Printing method according to Claim 9,
characterized in that
the transfer apparatus (16) generates a high-frequency alternating current charge with a superimposed direct current charge, the direct current charge having the same polarity as the charge of the toner.
Printing method according to Claim 9 or 10,
characterized in that
the transfer apparatus (16) is formed by at least one deflection roll (13) arranged in the transfer zone (17).
Printing method according to Claim 11,
characterized in that
the charge of the transfer apparatus (16) is generated on the outer side of the deflection roll (13), the inner side of which rolls on the transfer belt (14).
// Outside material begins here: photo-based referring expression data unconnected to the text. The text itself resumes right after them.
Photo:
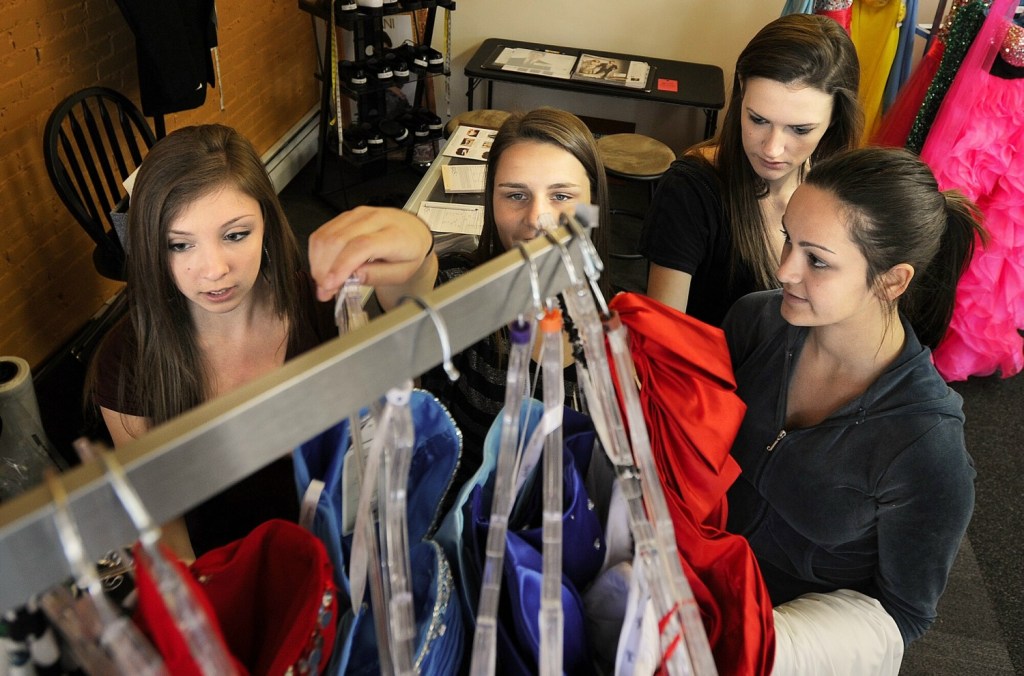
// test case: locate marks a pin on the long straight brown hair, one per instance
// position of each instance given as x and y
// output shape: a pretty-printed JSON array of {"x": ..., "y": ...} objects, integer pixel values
[
  {"x": 167, "y": 367},
  {"x": 564, "y": 130},
  {"x": 808, "y": 50}
]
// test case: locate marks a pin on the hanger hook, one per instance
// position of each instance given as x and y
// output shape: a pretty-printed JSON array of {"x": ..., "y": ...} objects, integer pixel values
[
  {"x": 535, "y": 279},
  {"x": 591, "y": 269},
  {"x": 570, "y": 268},
  {"x": 71, "y": 539},
  {"x": 442, "y": 335},
  {"x": 148, "y": 532}
]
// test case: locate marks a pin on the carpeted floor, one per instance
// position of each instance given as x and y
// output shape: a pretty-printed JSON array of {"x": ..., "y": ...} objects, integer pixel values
[{"x": 980, "y": 629}]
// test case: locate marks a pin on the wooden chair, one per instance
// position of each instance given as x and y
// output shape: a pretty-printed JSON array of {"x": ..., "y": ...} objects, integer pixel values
[{"x": 94, "y": 139}]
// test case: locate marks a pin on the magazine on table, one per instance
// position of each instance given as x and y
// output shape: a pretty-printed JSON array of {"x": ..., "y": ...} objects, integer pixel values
[
  {"x": 608, "y": 70},
  {"x": 470, "y": 143},
  {"x": 545, "y": 62}
]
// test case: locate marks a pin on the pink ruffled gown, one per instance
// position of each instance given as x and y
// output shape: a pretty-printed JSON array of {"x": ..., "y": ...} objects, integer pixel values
[{"x": 976, "y": 144}]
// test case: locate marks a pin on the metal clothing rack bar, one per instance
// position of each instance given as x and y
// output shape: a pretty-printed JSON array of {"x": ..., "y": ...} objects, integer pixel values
[{"x": 185, "y": 461}]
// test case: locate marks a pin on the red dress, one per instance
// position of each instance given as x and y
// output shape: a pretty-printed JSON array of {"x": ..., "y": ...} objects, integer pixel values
[{"x": 692, "y": 412}]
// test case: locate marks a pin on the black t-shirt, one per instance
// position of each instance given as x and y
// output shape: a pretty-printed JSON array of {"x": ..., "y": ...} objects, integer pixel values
[
  {"x": 686, "y": 229},
  {"x": 260, "y": 497}
]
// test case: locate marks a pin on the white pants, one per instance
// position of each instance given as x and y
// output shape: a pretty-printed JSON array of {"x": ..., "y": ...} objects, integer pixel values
[{"x": 843, "y": 632}]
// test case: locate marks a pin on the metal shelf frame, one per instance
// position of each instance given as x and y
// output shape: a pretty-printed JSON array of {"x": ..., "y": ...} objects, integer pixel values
[{"x": 185, "y": 461}]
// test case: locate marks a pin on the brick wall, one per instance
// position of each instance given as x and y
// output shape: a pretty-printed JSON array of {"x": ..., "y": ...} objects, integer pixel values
[{"x": 50, "y": 48}]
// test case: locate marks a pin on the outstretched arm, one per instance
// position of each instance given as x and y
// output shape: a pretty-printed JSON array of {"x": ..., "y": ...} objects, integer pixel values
[{"x": 388, "y": 249}]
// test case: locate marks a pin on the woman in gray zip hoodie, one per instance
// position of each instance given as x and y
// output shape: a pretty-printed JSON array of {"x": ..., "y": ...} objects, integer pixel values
[{"x": 855, "y": 475}]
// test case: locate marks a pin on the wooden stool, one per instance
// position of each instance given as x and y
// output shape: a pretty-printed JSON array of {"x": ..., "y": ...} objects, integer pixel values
[
  {"x": 485, "y": 118},
  {"x": 634, "y": 157}
]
Printing method according to either of Claims 9 and 10,
characterized in that
the transfer apparatus (16) is formed by a corona unit which acts on the rear of the transfer belt (14), facing away from the transfer zone (17).
Printing method according to one of Claims 9 to 13,
characterized in that
the toner is present on the transfer belt (14) with a proportion of resin in the range between 10% by weight and 90% by weight, preferable 25% by weight and 70% by weight.
Printing method according to one of Claims 9 to 14,
characterized in that
the toner is transferred in the transfer zone (17) in such a way that the thermoplastic or thermosetting constituents of the toner are not melted or cross-linked (dry toner transfer)
Printing method according to one of Claims 9 to 15,
characterized in that
the toner is transferred with a layer thickness ≥ 20 µm.
Printing method according to Claim 16,
characterized in that
a layer thickness of ≤ 100 µm is printed.
Printing method according to one of Claims 9 to 17,
characterized in that
a plurality of toner layers are printed successively over one another, in order to produce a three-dimensional object (rapid prototyping or manufacturing).
Printing method according to Claim 18,
characterized in that
fixing of the application of toner is carried out between the individual printing steps or a sequence of printing steps.